Unsolved Australia by Justine Ford

Author:Justine Ford [Ford, Justine]
Language: eng
Format: epub
Publisher: Pan Macmillan Australia
Published: 2015-03-04T16:00:00+00:00


Busted: the fingerprint that led police to one of Marlene’s kidnappers

Photo courtesy Victoria Police

But the following month, damning evidence which McDonald had been trying to keep from the investigators started coming to light.

Remember those fingerprints on Marlene’s car? Over the years, the national database had repeatedly been searched without finding a match. Then, in the twelve months before McDonald was charged, the detectives asked for the fingerprints to be run again so they could include the results in their brief of evidence.

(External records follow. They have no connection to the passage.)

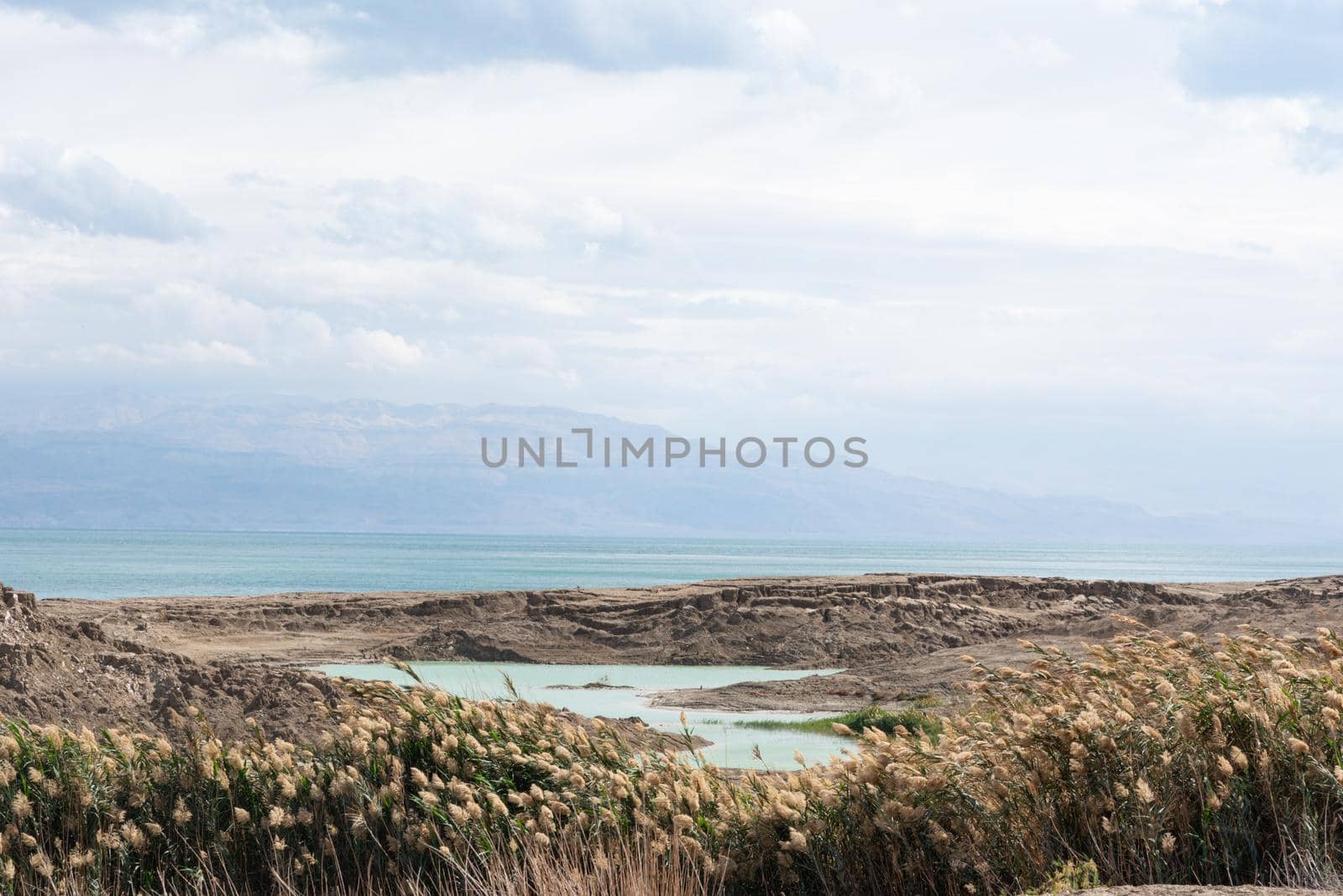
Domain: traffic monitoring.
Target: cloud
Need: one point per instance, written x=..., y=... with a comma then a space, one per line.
x=1318, y=150
x=414, y=217
x=411, y=36
x=86, y=194
x=1264, y=49
x=369, y=349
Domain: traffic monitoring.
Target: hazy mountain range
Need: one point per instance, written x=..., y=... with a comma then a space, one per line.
x=124, y=461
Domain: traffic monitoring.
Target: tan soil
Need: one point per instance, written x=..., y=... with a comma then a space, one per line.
x=1163, y=889
x=896, y=636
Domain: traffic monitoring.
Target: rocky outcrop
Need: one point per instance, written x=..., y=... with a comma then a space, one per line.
x=74, y=674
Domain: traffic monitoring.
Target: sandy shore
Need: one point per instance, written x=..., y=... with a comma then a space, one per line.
x=897, y=636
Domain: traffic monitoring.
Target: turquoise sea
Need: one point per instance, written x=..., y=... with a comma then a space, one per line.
x=121, y=564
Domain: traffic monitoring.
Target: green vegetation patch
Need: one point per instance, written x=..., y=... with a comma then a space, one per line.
x=886, y=721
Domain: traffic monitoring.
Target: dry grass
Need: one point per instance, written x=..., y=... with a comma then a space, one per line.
x=1152, y=759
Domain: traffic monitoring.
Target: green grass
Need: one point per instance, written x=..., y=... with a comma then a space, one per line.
x=886, y=721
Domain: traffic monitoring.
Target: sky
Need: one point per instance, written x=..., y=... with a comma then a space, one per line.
x=1076, y=247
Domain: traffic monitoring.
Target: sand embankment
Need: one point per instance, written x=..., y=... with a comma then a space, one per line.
x=897, y=636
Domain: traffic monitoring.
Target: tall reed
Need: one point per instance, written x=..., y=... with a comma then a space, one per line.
x=1150, y=759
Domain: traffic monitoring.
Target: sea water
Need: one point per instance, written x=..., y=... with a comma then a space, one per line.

It was a request which, more than two decades after Marlene’s disappearance, would justify Sol Solomon’s decision to have the car dusted for prints in the first place, because one of the prints was ultimately matched to a man called Gregory David Bone, who had not previously come to police attention. ‘He’d been picked up in the street for possessing cannabis, fingerprinted and processed on Livescan [the police fingerprint database],’ Dustin reveals.

‘Now, we had an alternate suspect.’

‘If it wasn’t for the initial action Sol undertook with his partner on the night Marlene disappeared, we would never have identified Greg Bone,’ Julian reiterates.

But having another suspect didn’t mean John McDonald was off the hook. Rather, it raised the question: Had Greg Bone been an accomplice?

‘If we’d gone to Greg Bone straight away, he’d most likely have said, “It was twenty years ago, I broke into many cars when I was young, I don’t remember this one,”’ Julian surmises. So Julian approached his superiors and sought permission to conduct another covert operation, and they agreed.

‘The undercovers involved in befriending Greg Bone over an extended period did a fantastic job to the extent that they were able to elicit an admission from Greg that I believe he’d kept secret for twenty years,’ Julian says. ‘It was brilliant.’

Once Bone had confessed to the undercover operatives, the next step – in June 2009 – was for Julian to arrest him. ‘I had a conversation with Greg in which I told him, “The people you’ve been associating with over the last few months are actually police officers,”’ Julian says. ‘He laughed at me. He said, “There is no way they were police officers.” They had him completely fooled.’

Eventually, Julian had to show Greg Bone a video of the undercover officers in which they talked about being police. ‘And that’s when he realised they were coppers,’ Julian says. ‘He said, “Make sure you tell Mick [the main UC] that he did a great job on me!”’

‘He ended up making a confession,’ Dustin says. ‘He said to Julian – and later me – that Stuart Donald Binion and Andrew Neil Ardley had been approached by McDonald to take Marlene to a mental asylum, and that McDonald had said he would pay them for it.’

‘Once Greg Bone admitted to being involved, we had to act pretty quickly,’ Julian says, recalling how he returned to Sydney the next day to arrest Stuart Binion, who was at work. ‘His first words were along the lines of, “I did not murder her.